I perseguitati omosessuali uomini, secondo documento ritrovati subivano le stesse torture degli altri internati ed erano utilizzati dai gerarchi del Terzo Reich per esperimenti scientifici e clinici come cavie umane. Il medico danese e nazista Carl Vaernet appartenente alle SS, prestò servizio nel campo di concentramento di Buchenwald. Vaernet effettuò esperimenti medici, utilizzando come cavie umane internati omosessuali del campo, sulla possibile cura dell’omosessualità utilizzando composti di ormoni sintetici, sperando che essi potessero modificare l’orientamento sessuale dei “pazienti”: tra i sottoposti al trattamento almeno 13 morirono nelle settimane immediatamente successive. Nei campi di concentramento si praticava anche la castrazione per gli omosessuali. Chi si sottoponeva ad essa veniva considerato libero, perché accettando questa orribile cosa sulla propria persona equivaleva ad essere rivalutato agli occhi dei nazisti essendo poi considerato un individuo che ha volontà di “guarire”.

Gli omosessuali erano isolati dal resto degli internati, perché chi si accompagnava a loro poteva essere incriminato del reato paragrafo 175 e comunque sapendo cosa succedeva agli omosessuali nei campi di concentramento se ne tenevano lontani.

Per l’omosessualità al femminile il discorso era diverso anche se ugualmente orrendo seppur lo stesso orribile. Le donne erano pur sempre strumento di procreazione a prescindere dalla loro volontà. Venivano reputate depravate e in quanto tali perseguitate al pari delle prostitute tanto che molte di esse finivano per lavorare nei bordelli dei lager. Le donne lesbiche con il triangolo nero, violentate e umiliate per essere diverse.

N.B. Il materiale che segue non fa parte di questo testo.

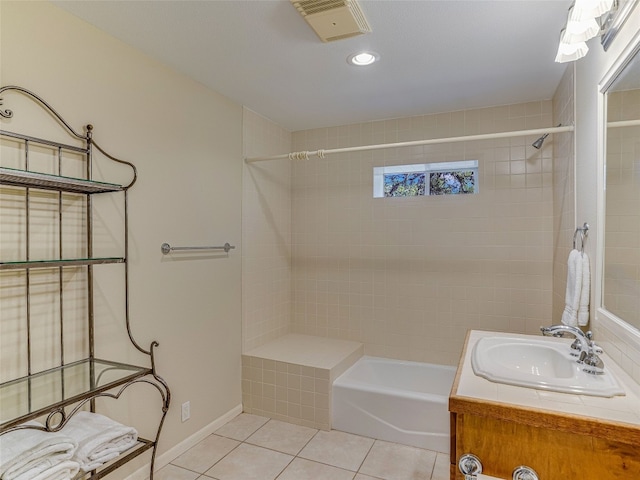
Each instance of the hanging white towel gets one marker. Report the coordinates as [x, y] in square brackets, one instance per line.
[99, 438]
[62, 471]
[31, 451]
[574, 289]
[585, 291]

Prima ancora dei triangoli agli omosessuali veniva attaccato al braccio un nastro giallo con sopra scritto in tedesco “Sodomita” seguita dal numero 175, il numero dell’articolo del codice penale tedesco che sanzionava la pratica omosessuale.

In Italia il clima per gli omosessuali era meno infuocato, vuoi per la polizia fascista, vuoi per il predominio della chiesa cattolica nel paese le relazioni erano represse sul nascere.

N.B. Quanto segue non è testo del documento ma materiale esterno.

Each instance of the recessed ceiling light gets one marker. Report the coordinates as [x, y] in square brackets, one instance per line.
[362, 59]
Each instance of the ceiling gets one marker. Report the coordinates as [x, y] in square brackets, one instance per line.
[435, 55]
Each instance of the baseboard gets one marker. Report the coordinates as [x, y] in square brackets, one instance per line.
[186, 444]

Non si ha ancora e forse non si avrà mai il numero di omosessuali deportati ma pare stando a testimonianze e documenti che il numero sia elevato. Prima della dittatura si conta fossero stati incarcerati circa 60.000 uomini per l’articolo 175.

La propria libertà si può definire tale quando non sconfina in quella di un altro individuo, ogni essere umano è libero ha sin dalla nascita e non dovrebbe esserne privato per nessuna ragione al mondo.

Papa Francesco dice “Chi sono io per giudicare gli omosessuali”, aggiungo, chi siamo noi per poter giudicare gli omosessuali.